COVID-19 Interrupts Life

It’s a strange new world, with social distancing, businesses closed, thousands of people terribly ill and dying around the world.  Promoting a book seems somewhat inappropriate even though so many folks are home with time on their hands.  Well, some are, but then there are the families with children to entertain and teach and explain the new reality. As for me, I find each day seems like a separate entity. I wake to nothing on the calendar, what I used to see as “a free day.”

I feel the need to recognize that this isn’t just a crisis, this is a new way of life. In its restrictiveness, maybe it will only last for months, but in reality it will change our lives for a very long time.

Even though it seems relatively unimportant in the light of the virus attack on our world, I need to get in gear and put together a virtual book launch.  The story of women gaining opportunity back in the 1970s is still relevant. When we do come out of this stay-at-home mode, many women will be going back to work.  My guess is that they will find less equal opportunity than they left, for many reasons.  All the more reason why we will need to understand how we can work effectively to make sure everyone has an equal opportunity at work.  And that’s where my book and this blog will come in useful.

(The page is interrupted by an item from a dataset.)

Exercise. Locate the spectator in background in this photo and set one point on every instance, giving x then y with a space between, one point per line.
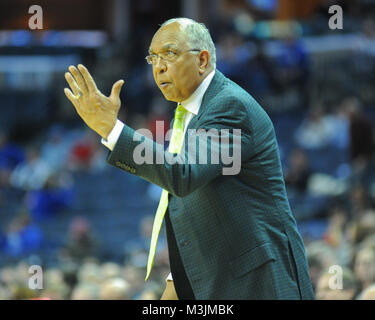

I’d like to get input from those who read this.  Reply to this post or send me an email with your ideas and concerns – herrlk@me.com.  Follow my new website home devoted to this topic – http://www.AnEqualOpportunity.com or post on my Lois Kathryn Herr facebook page.

 

OUT THERE! THE BOOK IS OUT THERE!

By out there, I mean Women, Power, and AT&T: Winning Rights in the Workplace is on Amazon and B&N.  There’s a paperback edition AND a Kindle version.  No excuse not to get one of your own to read.  My print copies should arrive in a few days; I’m excited to have them in my hands.  I’ve been trying to get this back in print for five years.  A website just for this book  is going to be up soon – appropriately named

http://www.AnEqualOpportunity.com

Those are the last three words of the book!

 

COMING VERY SOON…..

Exciting news from URLink….There’s a 2nd Printing of Women, Power, and AT&T: Winning Rights in the Workplace.  We expect it to be online soon as both a paperback and eBook and available through Amazon and B&N as well as URLink within a few weeks.  The first printing was in 2003 – It went out of print in a few years and then the publisher Northeastern University Press went out of business.  This book is such a valuable record of the EEOC and AT&T Case that I wanted to bring it back to life. In 1973 the settling of that case was a landmark for affirmative action and equal opportunity for women in business.  It sports a new cover but it still the same wonderful story of how change can take place.